Memory-hard is not a panacea. I think the point, which is pretty well made by the blog post I linked to, is that the security of the vault is extremely sensitive to the passphrase anyways. Adding more PBKDF2 rounds is a nearly free way to make bruteforcing harder, whereas switching to Argon2 or scrypt or bcrypt or any other KDF requires more effort, not to mention yes, lacking Webcrypto support is a significant performance problem (WASM Argon2 implementations are at least multiple times slower than native IIRC.)
> Adding more PBKDF2 rounds is a nearly free way to make bruteforcing harder, whereas switching to Argon2 or scrypt or bcrypt or any other KDF requires more effort
The way I see it it's the other way around.

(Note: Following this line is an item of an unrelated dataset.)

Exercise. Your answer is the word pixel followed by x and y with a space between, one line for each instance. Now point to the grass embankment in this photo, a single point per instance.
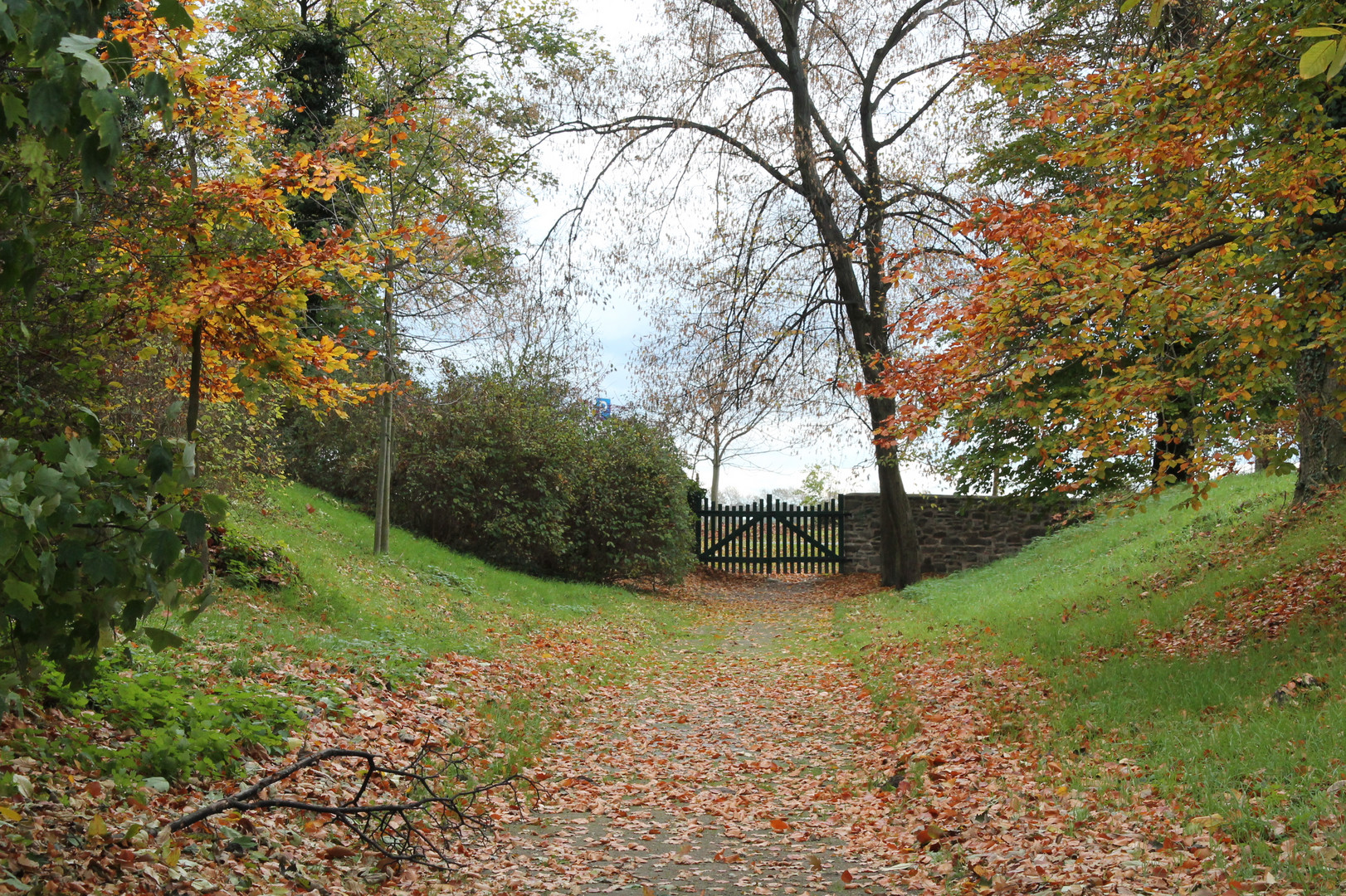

The only complexity cost that lives here is that you need to distinguish between different derivation configurations. Whether that configuration tells you to use PBKDF2-200000 or Argon2-64M-4-1 doesn't matter, and you'll have to add a clause to the code either way. On the flipside, the memory-hardness allows you to increase the cost for the attacker a lot more than for the user.
> WASM Argon2 implementations are at least multiple times slower than native IIRC
I haven't looked this up, but my suspicion is that it's still better than a WebCrypto PBKDF2 configuration taking the same time for the user, measured in Wh for the attacker.
Just to be clear, the cost of changing the iterations is almost zero. Bitwarden already supports variable PBKDF2 rounds on all platforms, as well as changing the number of rounds. I'm sorry, but the cost of deploying Argon2 in production to a lot of platforms across a lot of devices is non-trivial by comparison. If you have enough different combinations of devices and environments deploying an if statement can become a challenge. In this case, it's especially a problem considering the lack of Webcrypto support.
By all means, use Argon2 in new code, or any other more modern KDF. But PBKDF2 isn't broken, and replacing it warrants actually doing the ground work to see if it makes sense: is it fast enough on most devices? is the security improvement meaningful enough? etc.
The truth is, 1password has the right idea here with their Master Key system. Even very unwieldy long passwords are pretty low entropy compared to a proper cryptographic key, and KDFs cannot significantly improve this situation. If you want to do more than re-inforce the speed bump, you're going to need to work outside the password. It has a usability trade-off of course, so maybe it's good that not everyone does it that way.